Longtemps, j’ai souhaité me remettre à vivre. Longtemps, je me suis refusé à croire que l’achèvement de cette tâche, mirage sans trêve fuyant, bataille sans cesse reprise, dusse résumer ma vie. On m’avait pourtant prévenu qu’il en irait ainsi. Et pourtant, j’ai lutté. Longtemps, j’ai cru parvenir, seul contre les dieux et les hommes auprès de qui je me suis engagé, à reprendre goût à la douceur des rayons du soleil plutôt que de continuer de les fuir comme autant de menaces. Longtemps, j’ai espéré retrouver la joie toute simple de marcher sans but, sous la pluie, la nuit, tête nue, plutôt que de me voir forcé de m’enfermer avec mes feuillets couverts de renvois, de ratures et d’esquisses, à regarder danser les mots et sentir se rouvrir sans fin les plaies et rugir les brûlures. Combien de fois, espérant être rejeté, ai-je blasphémé ? Combien de fois ai-je cherché, par la trahison de la parole donnée, à me voir accorder, n’eût-ce été que pour un instant aussi bref que l’éclair, le droit à un moment de flottement nonchalant sans connaître la crainte de sentir soudain se refermer sur ma poitrine l’étau du cauchemar ? J’ai pleuré de désespoir, je me suis traîné sur les murs, implorant que l’on m’accordât un jour, ô de grâce, une seule heure ! pour redécouvrir une ultime fois la douceur de caresser un être cher sans risquer de me retrouver épouvanté, saisi de sanglots. Redonnez-moi la communauté des humains. Je veux rire.

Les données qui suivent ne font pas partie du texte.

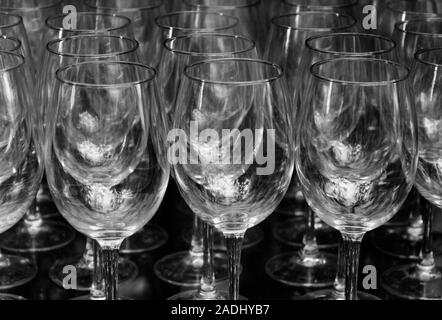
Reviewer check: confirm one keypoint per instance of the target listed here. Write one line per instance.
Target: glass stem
(310, 246)
(352, 247)
(196, 243)
(234, 244)
(427, 262)
(109, 253)
(33, 218)
(207, 289)
(339, 284)
(97, 286)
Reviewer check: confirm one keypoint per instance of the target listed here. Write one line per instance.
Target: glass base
(396, 243)
(330, 294)
(290, 269)
(252, 238)
(15, 271)
(409, 282)
(11, 297)
(193, 295)
(183, 269)
(127, 271)
(149, 238)
(292, 231)
(48, 236)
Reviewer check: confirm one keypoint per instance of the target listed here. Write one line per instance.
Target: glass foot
(11, 297)
(410, 282)
(395, 242)
(149, 238)
(185, 270)
(127, 271)
(15, 271)
(330, 294)
(292, 270)
(292, 231)
(194, 295)
(252, 238)
(48, 236)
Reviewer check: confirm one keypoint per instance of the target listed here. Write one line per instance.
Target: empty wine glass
(22, 168)
(401, 10)
(185, 268)
(180, 52)
(223, 103)
(60, 53)
(423, 280)
(142, 14)
(285, 46)
(34, 14)
(34, 234)
(356, 148)
(105, 162)
(414, 35)
(250, 24)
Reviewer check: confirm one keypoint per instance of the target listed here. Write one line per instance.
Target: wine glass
(285, 45)
(105, 163)
(34, 234)
(180, 52)
(251, 23)
(414, 35)
(423, 280)
(405, 240)
(142, 14)
(184, 268)
(22, 168)
(356, 148)
(402, 10)
(221, 104)
(34, 14)
(12, 25)
(60, 53)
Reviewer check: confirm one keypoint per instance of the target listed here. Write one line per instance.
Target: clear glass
(251, 23)
(184, 268)
(356, 148)
(423, 280)
(34, 14)
(61, 53)
(142, 14)
(105, 164)
(402, 10)
(21, 168)
(310, 267)
(414, 35)
(233, 194)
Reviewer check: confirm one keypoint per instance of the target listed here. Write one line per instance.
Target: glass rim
(50, 5)
(168, 41)
(399, 26)
(344, 5)
(159, 4)
(178, 13)
(16, 41)
(309, 45)
(105, 86)
(124, 18)
(428, 63)
(337, 14)
(12, 24)
(391, 3)
(279, 70)
(218, 7)
(16, 66)
(49, 46)
(315, 66)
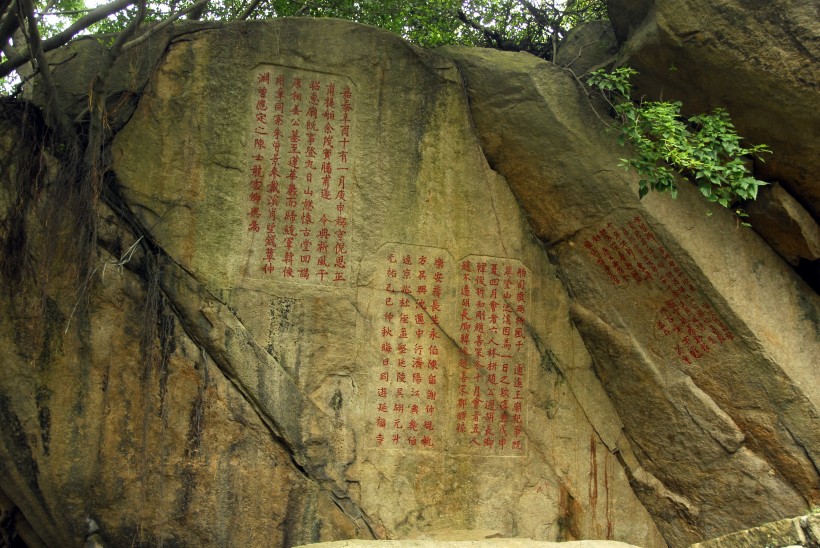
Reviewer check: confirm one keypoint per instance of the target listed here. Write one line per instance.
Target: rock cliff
(349, 288)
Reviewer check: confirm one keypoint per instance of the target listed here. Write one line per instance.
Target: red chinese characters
(492, 366)
(299, 197)
(630, 254)
(409, 381)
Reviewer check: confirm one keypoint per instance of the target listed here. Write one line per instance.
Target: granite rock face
(360, 335)
(717, 388)
(758, 59)
(389, 292)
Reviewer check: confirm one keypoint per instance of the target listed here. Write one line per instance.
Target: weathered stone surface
(491, 543)
(726, 433)
(415, 184)
(758, 59)
(588, 47)
(653, 398)
(258, 420)
(785, 225)
(800, 531)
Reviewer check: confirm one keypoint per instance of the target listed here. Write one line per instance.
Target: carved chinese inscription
(492, 301)
(630, 254)
(409, 380)
(299, 180)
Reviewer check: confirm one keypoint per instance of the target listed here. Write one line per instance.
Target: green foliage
(705, 148)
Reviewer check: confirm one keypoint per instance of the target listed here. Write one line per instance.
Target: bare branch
(8, 25)
(61, 38)
(53, 110)
(162, 24)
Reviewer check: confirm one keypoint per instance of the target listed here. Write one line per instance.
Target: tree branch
(53, 111)
(98, 14)
(8, 25)
(249, 10)
(490, 35)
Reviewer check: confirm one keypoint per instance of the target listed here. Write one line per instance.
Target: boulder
(588, 47)
(785, 225)
(355, 332)
(758, 59)
(716, 387)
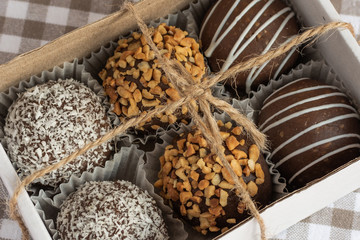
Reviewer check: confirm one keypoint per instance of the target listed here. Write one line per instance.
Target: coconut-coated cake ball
(110, 210)
(50, 121)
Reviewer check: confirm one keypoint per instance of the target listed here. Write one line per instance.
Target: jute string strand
(204, 98)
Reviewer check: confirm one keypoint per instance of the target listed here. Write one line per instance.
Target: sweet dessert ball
(110, 210)
(135, 83)
(313, 129)
(197, 186)
(234, 31)
(49, 122)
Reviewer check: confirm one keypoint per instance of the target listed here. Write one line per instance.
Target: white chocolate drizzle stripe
(295, 92)
(215, 41)
(356, 145)
(283, 63)
(305, 111)
(320, 124)
(251, 78)
(313, 145)
(235, 54)
(208, 17)
(307, 100)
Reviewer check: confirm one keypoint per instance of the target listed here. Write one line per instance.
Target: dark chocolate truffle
(200, 189)
(234, 31)
(313, 129)
(135, 83)
(110, 210)
(49, 122)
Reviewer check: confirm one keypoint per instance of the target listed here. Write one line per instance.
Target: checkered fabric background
(28, 24)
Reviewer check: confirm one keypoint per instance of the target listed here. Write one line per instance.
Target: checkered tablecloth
(28, 24)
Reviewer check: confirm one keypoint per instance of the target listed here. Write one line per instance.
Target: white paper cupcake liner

Trop tard. Plus un jour. Plus une heure.

J’ai appris, à même ma chair, le poids de ce mot-là : serment.

 

On va se moquer, en lisant que je prétends les faits présentés ici être liés aux événements de La Nuit des Rats. La Science a tout expliqué :

Il paraît urgent de souligner de nouveau que le sentiment d’épouvante généré dans l’imagination populaire, s’il semble justifié en regard de l’atrocité des événements, n’autorise en rien les affabulations au déferlement desquelles nous assistons. (…) La colère des scientifiques est vive à l’égard du charlatanisme se réclamant de pseudo-analyses dans l’unique but de répandre la terreur. (…) La série de catastrophes que la mémoire collective a baptisée du nom de Nuit des Rats a consisté en une suite anarchique, purement aléatoire, d’accidents qu’aucun lien de causalité ne permet de rattacher les uns aux autres : un cataclysme statistique, une cascade de hasards derrière lesquels il faut, au mieux, un ignorant des bases les plus sommaires de la science contemporaine pour croire apercevoir le signe de quelque intelligence qui aurait soudainement été accordée aux rats. Les rats ne pensent pas, ne peuvent réfléchir ni, a fortiori, se concerter. Dans les circonstances présentes, croire superflu l’énoncé de pareils lieux communs tient de la négligence et peut, à terme, s’avérer porteur des plus graves conséquences.

Il faut le répéter et s’entêter à le démontrer jusqu’à ce que tout doute à cet égard ait disparu des médias : aucune conscience n’a présidé à l’élaboration des événements qui ont constitué ce qu’il est désormais convenu d’appeler La Nuit des Rats. [2]

 

On va se moquer. Et je ne dispose d’aucun moyen pour défendre ce que je sais être la vérité. Quelle preuve pourrais-je avancer ? Quel témoin puis-je produire, qui appuierait mes dires ? Clarence est mort. Gaâr est mort et, de toute façon, il aurait refusé de parler. Madame Tchernik est morte. Joan est muette. Skibal est mort aussi. Le Docteur est parti là d’où l’on ne revient pas. Les Trois Frères, libérés enfin du vœu de leur Ancêtre mais prisonniers de leurs propres rêves inaccomplis, redevenus enfants, reprennent depuis les prémisses le parcours du sentier de leur vie. Il n’est pas un humain à avoir été emporté par le tourbillon de cette nuit-là qui ne se réfugie dans l’oubli, donnant à l’amnésie préséance sur la curiosité à l’égard des causes probables ou improbables du phénomène.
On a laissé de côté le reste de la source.